In 1967, Nelson graduated from Antioch College. In 1970, he received a Ph.D. in English from the University of Rochester. His scholarship of the 1970s and 80s worked to expand the canon of modern American poetry.
Since the 1990s he has increasingly focused on issues in higher education. In the words of Alan Wald, "With the appearance of Manifesto of a Tenured Radical in 1997. Nelson became an example of the committed scholar who conceived of the advance of his own career in the context of the amelioration of the rank-and-file of the academic community; more specifically, graduate students, part-time employees, and campus workers."[1]

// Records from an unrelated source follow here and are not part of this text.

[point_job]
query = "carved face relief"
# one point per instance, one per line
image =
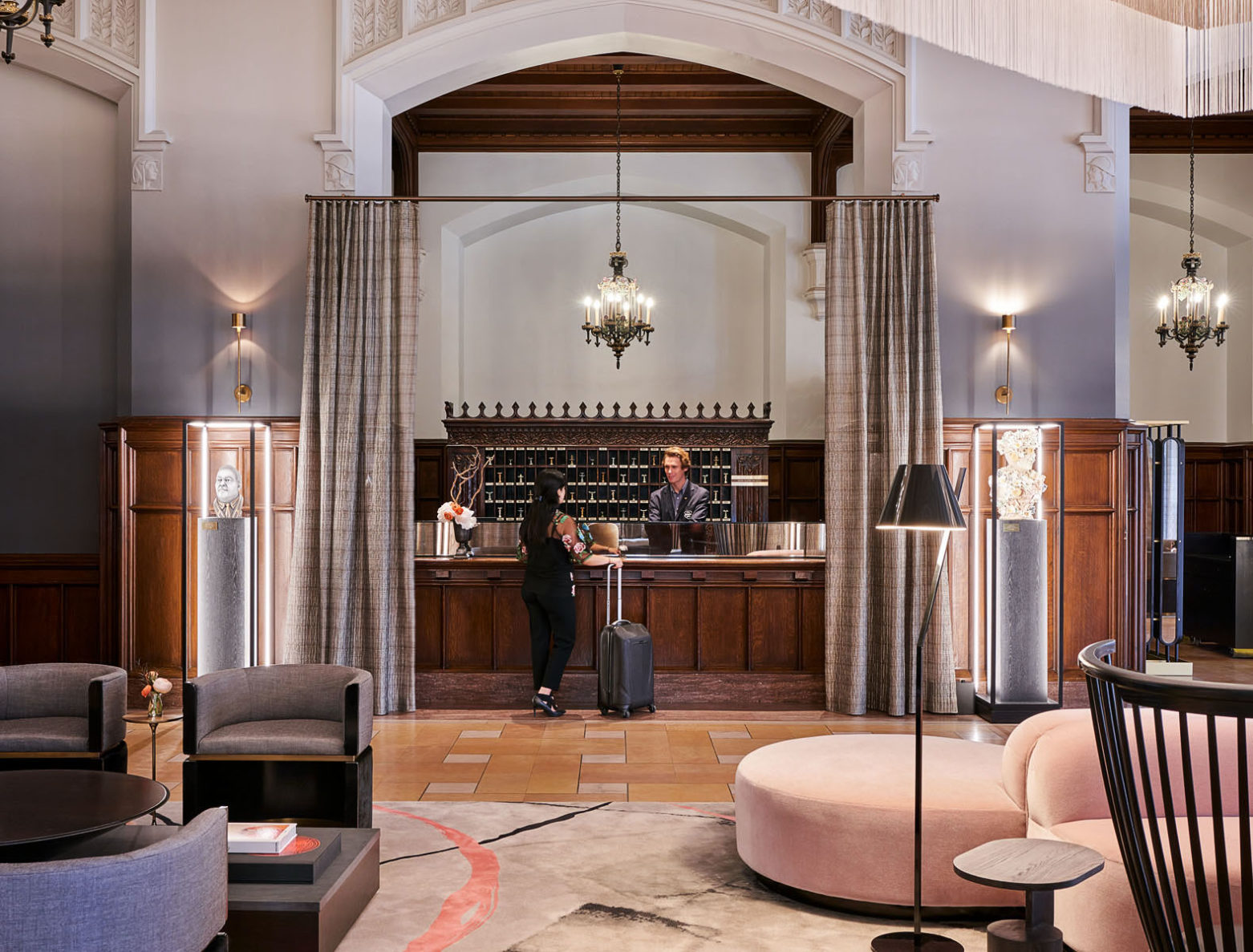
(227, 485)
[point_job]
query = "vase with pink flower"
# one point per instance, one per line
(156, 688)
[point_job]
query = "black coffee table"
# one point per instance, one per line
(44, 808)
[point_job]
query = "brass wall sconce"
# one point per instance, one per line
(243, 392)
(1005, 394)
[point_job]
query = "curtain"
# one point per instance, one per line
(351, 597)
(882, 408)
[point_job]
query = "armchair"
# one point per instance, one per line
(64, 715)
(281, 742)
(1175, 763)
(171, 894)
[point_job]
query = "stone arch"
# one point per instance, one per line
(424, 62)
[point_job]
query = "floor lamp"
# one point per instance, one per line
(921, 499)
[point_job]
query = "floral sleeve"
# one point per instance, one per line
(577, 539)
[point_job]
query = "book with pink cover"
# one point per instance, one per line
(260, 837)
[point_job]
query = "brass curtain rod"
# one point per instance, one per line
(541, 200)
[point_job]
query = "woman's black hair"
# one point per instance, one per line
(539, 515)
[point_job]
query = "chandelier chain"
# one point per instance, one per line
(618, 140)
(1192, 183)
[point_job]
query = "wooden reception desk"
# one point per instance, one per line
(728, 633)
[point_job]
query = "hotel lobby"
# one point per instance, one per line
(303, 300)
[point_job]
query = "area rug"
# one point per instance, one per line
(569, 877)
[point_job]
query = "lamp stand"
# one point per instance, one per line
(918, 940)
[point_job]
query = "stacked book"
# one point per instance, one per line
(260, 837)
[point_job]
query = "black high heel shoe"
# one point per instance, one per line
(548, 704)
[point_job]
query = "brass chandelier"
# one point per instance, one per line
(1188, 300)
(15, 14)
(622, 314)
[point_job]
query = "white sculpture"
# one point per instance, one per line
(229, 492)
(1019, 485)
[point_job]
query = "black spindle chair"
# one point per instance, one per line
(1174, 760)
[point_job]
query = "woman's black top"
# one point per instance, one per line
(549, 569)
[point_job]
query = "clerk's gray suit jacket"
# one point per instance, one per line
(693, 505)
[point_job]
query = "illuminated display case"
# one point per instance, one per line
(229, 545)
(1016, 545)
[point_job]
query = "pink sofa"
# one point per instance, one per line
(832, 816)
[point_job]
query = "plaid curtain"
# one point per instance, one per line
(351, 597)
(882, 408)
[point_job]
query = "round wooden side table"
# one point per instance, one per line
(1038, 867)
(142, 718)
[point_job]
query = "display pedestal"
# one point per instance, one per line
(223, 631)
(1018, 606)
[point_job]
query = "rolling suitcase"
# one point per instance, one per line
(624, 675)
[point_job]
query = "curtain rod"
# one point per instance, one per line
(624, 198)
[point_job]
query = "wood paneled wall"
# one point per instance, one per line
(724, 630)
(51, 610)
(143, 505)
(1219, 488)
(1103, 586)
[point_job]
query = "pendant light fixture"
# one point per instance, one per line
(622, 314)
(15, 14)
(1188, 301)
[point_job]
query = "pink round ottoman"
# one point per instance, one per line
(832, 818)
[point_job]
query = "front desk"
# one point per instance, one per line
(736, 611)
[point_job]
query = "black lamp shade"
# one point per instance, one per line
(921, 497)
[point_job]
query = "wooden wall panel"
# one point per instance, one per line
(1219, 488)
(468, 633)
(672, 619)
(773, 629)
(428, 611)
(51, 609)
(1103, 589)
(142, 519)
(512, 630)
(724, 619)
(35, 608)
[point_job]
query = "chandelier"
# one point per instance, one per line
(622, 314)
(1188, 300)
(15, 14)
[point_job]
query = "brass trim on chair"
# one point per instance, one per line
(330, 758)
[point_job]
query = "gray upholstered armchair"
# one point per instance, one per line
(171, 894)
(281, 742)
(67, 715)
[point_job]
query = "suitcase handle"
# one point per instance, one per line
(609, 575)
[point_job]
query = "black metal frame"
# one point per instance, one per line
(987, 706)
(1164, 648)
(1141, 784)
(254, 535)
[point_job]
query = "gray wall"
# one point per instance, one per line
(58, 306)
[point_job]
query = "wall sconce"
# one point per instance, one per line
(243, 392)
(1004, 394)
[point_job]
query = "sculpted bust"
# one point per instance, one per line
(229, 492)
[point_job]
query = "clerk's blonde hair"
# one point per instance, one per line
(679, 454)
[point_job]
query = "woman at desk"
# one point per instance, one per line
(549, 543)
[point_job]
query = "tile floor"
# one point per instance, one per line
(506, 756)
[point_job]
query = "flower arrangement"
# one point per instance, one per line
(1019, 485)
(156, 688)
(454, 512)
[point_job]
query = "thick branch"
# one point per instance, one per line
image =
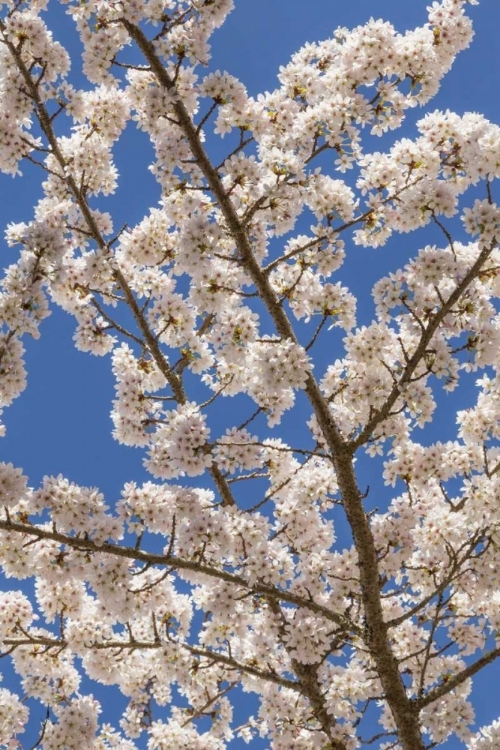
(171, 561)
(376, 638)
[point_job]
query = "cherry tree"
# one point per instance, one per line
(223, 574)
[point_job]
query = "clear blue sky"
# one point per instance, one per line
(61, 423)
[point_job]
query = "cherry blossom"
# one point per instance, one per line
(257, 561)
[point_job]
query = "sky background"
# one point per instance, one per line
(61, 423)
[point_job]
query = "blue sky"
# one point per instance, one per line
(61, 423)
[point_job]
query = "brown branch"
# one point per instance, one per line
(170, 560)
(376, 637)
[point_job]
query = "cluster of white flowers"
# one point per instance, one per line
(247, 579)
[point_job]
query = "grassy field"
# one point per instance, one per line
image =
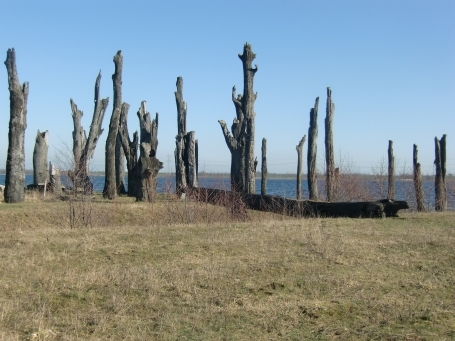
(184, 271)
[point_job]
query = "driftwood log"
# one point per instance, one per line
(299, 208)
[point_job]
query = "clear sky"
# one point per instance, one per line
(390, 65)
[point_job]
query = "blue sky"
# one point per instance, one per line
(390, 65)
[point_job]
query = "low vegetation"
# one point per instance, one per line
(177, 270)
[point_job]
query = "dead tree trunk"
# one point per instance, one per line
(440, 184)
(40, 171)
(15, 161)
(241, 144)
(119, 155)
(130, 150)
(264, 168)
(418, 182)
(299, 149)
(149, 165)
(391, 172)
(312, 152)
(329, 154)
(186, 166)
(83, 146)
(110, 185)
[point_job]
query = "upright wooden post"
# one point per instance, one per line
(15, 160)
(299, 149)
(391, 172)
(329, 154)
(440, 163)
(264, 168)
(312, 152)
(418, 181)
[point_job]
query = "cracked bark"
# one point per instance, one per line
(312, 152)
(15, 161)
(241, 143)
(299, 149)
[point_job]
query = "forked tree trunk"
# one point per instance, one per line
(186, 164)
(299, 149)
(391, 172)
(440, 163)
(312, 152)
(241, 144)
(149, 165)
(40, 171)
(119, 155)
(264, 168)
(418, 181)
(329, 154)
(83, 148)
(15, 161)
(110, 185)
(130, 150)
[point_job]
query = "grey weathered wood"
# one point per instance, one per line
(312, 152)
(110, 184)
(300, 208)
(191, 160)
(241, 143)
(119, 154)
(418, 188)
(264, 172)
(148, 165)
(15, 160)
(86, 146)
(391, 172)
(54, 179)
(130, 150)
(40, 171)
(440, 163)
(329, 153)
(299, 149)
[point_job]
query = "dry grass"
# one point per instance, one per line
(185, 271)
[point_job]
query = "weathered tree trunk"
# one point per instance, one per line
(312, 152)
(110, 185)
(299, 167)
(440, 184)
(241, 144)
(40, 171)
(186, 166)
(418, 182)
(119, 155)
(54, 179)
(130, 150)
(15, 161)
(264, 168)
(329, 154)
(391, 172)
(83, 148)
(149, 165)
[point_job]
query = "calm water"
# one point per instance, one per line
(282, 187)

From 2000-2006 Nelson was the second vice president of the American Association of University Professors (AAUP). He was elected to a two-year term as president and was re-elected until 2012. In April 2006 Nelson was arrested, along with over 50 others (including Jane Buck, the outgoing president of the AAUP), as part of a unionization effort by New York University's graduate teaching assistants.[2] In October 2015, Nelson stated regarding "frackemia" connections at the Leeds School of Business:"This is an example of complete collusion between the industry and academy that completely eliminates any sense of a university doing independent research. Unless the University of Colorado has a really lousy policy that basically says, ‘there ain’t no such thing as a conflict of interest,’ this is egregious."[3]
He has published or edited twenty five books, including Manifesto of a Tenured Radical and Revolutionary Memory: Recovering the Poetry of the American Left. His academic focus is on modern American poetry.[4] He has also published books criticising boycotts of Israel, including the BDS movement.